What is Text Fingerprint?
Its a simple heuritic for fast structural duplicate recognition.
With it the text is split into words, using a locale (not too important which one), and encoded into a fingerprint of fixed length. Two fingerprints are similar if their origin texts are similar - usually a text search engine such as Lucene
will order texts by their similarity when the fingerprints are searched. The similarity method alternatively gives a similarity measure that is more independent of the underlying search engine.
Note that this is a statistical estimate that may be incorrect with low probability: you should check the real similarity of texts rather than basing any serious decision (such as deleting a double) on the fingerprint alone.
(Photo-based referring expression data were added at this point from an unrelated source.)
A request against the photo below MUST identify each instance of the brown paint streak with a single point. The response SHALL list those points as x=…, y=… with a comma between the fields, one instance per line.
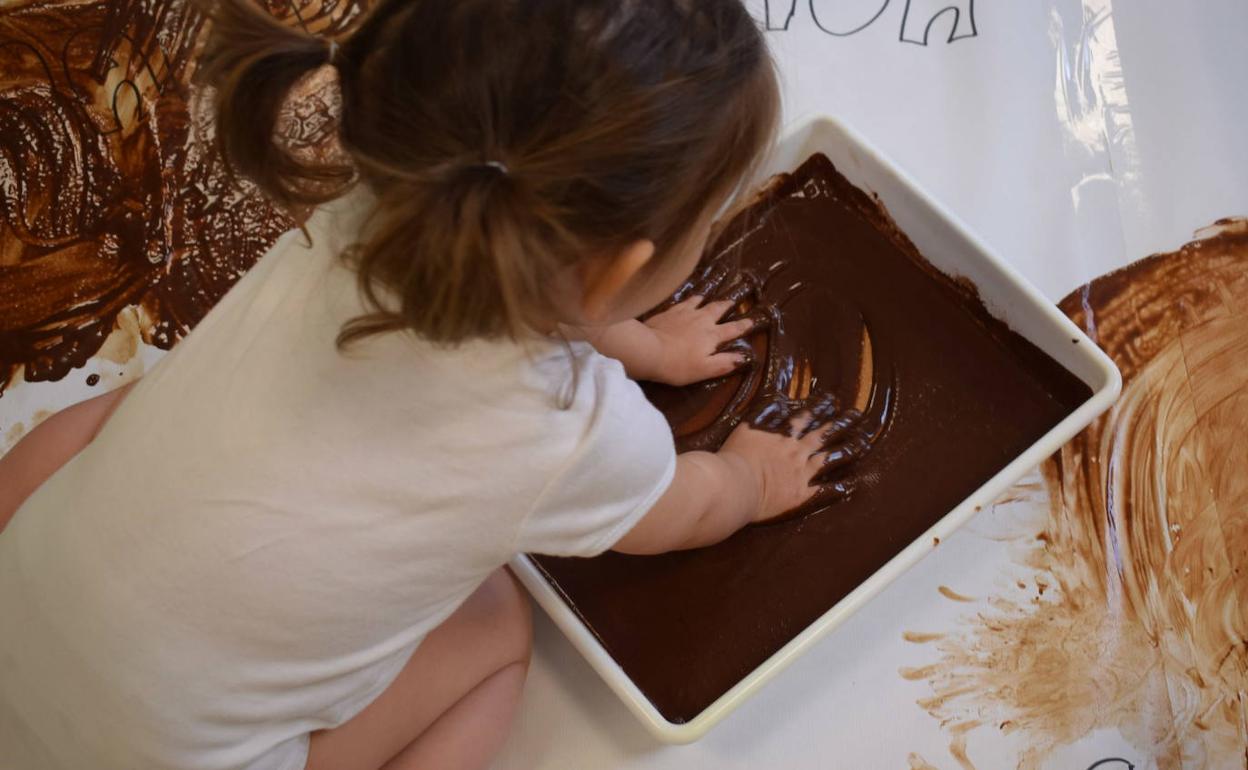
x=1140, y=624
x=111, y=196
x=917, y=763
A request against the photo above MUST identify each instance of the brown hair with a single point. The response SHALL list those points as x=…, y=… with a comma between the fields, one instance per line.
x=504, y=139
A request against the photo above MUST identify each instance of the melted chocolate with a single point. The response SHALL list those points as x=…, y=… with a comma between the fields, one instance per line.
x=1132, y=615
x=111, y=194
x=935, y=394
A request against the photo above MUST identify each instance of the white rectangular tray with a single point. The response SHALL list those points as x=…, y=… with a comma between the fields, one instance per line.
x=946, y=243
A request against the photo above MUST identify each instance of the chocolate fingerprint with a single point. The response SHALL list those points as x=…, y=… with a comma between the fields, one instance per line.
x=1143, y=628
x=110, y=192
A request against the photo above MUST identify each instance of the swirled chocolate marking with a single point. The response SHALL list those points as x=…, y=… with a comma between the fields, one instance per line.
x=935, y=394
x=1135, y=618
x=110, y=192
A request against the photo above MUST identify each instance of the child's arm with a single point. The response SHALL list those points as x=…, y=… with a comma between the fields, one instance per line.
x=754, y=476
x=679, y=346
x=53, y=443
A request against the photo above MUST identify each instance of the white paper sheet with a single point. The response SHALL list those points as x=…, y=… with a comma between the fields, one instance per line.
x=1070, y=161
x=1075, y=136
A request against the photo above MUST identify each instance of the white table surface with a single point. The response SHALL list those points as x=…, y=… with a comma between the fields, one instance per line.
x=1075, y=137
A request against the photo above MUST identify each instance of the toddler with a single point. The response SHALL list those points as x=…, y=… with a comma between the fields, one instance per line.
x=283, y=547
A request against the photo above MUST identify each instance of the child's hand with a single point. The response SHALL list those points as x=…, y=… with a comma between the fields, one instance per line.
x=690, y=341
x=788, y=467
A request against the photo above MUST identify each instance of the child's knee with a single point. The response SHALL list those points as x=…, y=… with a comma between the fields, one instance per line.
x=512, y=614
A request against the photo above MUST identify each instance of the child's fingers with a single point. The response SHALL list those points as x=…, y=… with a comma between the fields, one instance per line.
x=725, y=363
x=733, y=330
x=718, y=308
x=798, y=424
x=692, y=302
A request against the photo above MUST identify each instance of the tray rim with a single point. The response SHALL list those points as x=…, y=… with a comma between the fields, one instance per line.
x=1103, y=394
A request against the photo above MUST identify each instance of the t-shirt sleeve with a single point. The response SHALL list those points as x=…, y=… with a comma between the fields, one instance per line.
x=620, y=467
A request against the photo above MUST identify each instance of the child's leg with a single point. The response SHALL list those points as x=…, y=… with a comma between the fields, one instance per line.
x=41, y=452
x=451, y=705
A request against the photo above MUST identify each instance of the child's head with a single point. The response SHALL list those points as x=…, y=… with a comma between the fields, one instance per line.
x=534, y=161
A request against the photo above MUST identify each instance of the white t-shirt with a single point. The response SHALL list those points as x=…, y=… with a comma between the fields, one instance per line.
x=266, y=528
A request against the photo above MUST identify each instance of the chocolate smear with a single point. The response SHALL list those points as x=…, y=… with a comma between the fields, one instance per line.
x=1145, y=625
x=925, y=393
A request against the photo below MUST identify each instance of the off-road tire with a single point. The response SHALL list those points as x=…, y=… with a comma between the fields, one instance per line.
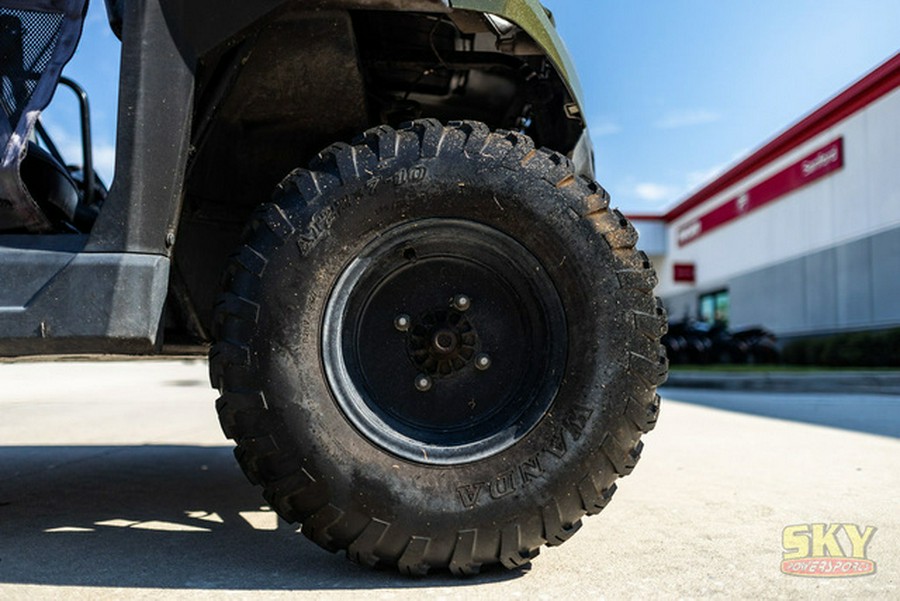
x=314, y=462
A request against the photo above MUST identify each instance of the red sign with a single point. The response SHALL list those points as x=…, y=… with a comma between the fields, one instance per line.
x=817, y=164
x=685, y=272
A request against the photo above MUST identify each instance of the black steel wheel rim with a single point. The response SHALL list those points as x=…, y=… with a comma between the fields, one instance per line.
x=444, y=341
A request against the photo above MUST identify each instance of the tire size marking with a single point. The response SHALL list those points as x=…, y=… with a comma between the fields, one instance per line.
x=508, y=482
x=403, y=176
x=319, y=223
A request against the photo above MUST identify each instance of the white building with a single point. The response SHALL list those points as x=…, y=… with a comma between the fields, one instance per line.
x=803, y=235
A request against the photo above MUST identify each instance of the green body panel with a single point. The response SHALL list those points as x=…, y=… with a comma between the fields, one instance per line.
x=533, y=19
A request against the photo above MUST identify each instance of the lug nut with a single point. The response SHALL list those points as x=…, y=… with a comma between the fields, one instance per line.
x=402, y=322
x=482, y=361
x=423, y=383
x=461, y=302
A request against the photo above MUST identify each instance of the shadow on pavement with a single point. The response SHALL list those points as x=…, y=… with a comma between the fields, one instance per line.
x=161, y=517
x=869, y=413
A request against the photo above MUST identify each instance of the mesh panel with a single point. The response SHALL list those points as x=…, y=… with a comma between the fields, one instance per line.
x=27, y=41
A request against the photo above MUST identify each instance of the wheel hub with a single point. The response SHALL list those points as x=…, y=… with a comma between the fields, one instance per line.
x=442, y=342
x=445, y=341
This method also underestimates the similarity of small texts (less than 0.5kB), an effect that is usually wanted in real-world applications where small dissimilarities in small texts can have a huge impact on meaning (consider putting 'not' somewhere into the last paragraph.)
How to use Text Fingerprint in Eccenca.CE.
In this HowTo we will
- install required pipelet from update site,
- add new field to FileIndex collection to store fingerprint of document
- invoke fingerprint calculation from conversion pipeline.
- crawl, search by fingerprint and check results
TextFingerprint pipelet invocation configuration, with in-line comments for parameters
<extensionActivity name="invokeTextFingerprintPipelet">
<proc:invokePipelet>
<proc:pipelet class="com.eccenca.pipelets.basic.TextFingerprintPipelet" />
<proc:variables input="request" />
<proc:PipeletConfiguration>
<!-- text source attribute path or attachment name-->
<proc:Property name="source">
<proc:Value>Text</proc:Value>
</proc:Property>
<!-- type of source location - ATTRIBUTE or ATTACHMENT -->
<proc:Property name="source-type">
<proc:Value>ATTACHMENT</proc:Value>
</proc:Property>
<!-- result fingerprint attribute path or attachment name-->
<proc:Property name="target">
<proc:Value>Fingerprint</proc:Value>
</proc:Property>
<!-- type of result fingerprint location - ATTRIBUTE or ATTACHMENT -->
<proc:Property name="target-type">
<proc:Value>ATTRIBUTE</proc:Value>
</proc:Property>
<!-- lenght of fingerprint -->
<proc:Property name="key-length" type="java.lang.Integer">
<proc:Value>20</proc:Value>
</proc:Property>
<!-- maximum words from source text used to calculate fingerprint-->
<proc:Property name="max-words-considered" type="java.lang.Integer">
<proc:Value>20000</proc:Value>
</proc:Property>
<!-- locale used to split words-->
<proc:Property name="splitting-locale">
<proc:Value>US</proc:Value>
</proc:Property>
<!-- bahavior if source text was empty - THROW_EXCEPTION or RETURN_EMPTY or DO_NOTHING -->
<proc:Property name="empty-string-handling">
<proc:Value>RETURN_EMPTY</proc:Value>
</proc:Property>
</proc:PipeletConfiguration>
</proc:invokePipelet>
</extensionActivity>
Workflow
Install Basic pipelet feature from Eccenca.CE update site


after pressing "Apply changes" pipelet will be installed
Modify collection by adding new field for storing fingerprint
Remove physical index
Navigate to "Collections" tab
We will add new field to existing index, therefore as a first step remove index for FileIndex collection.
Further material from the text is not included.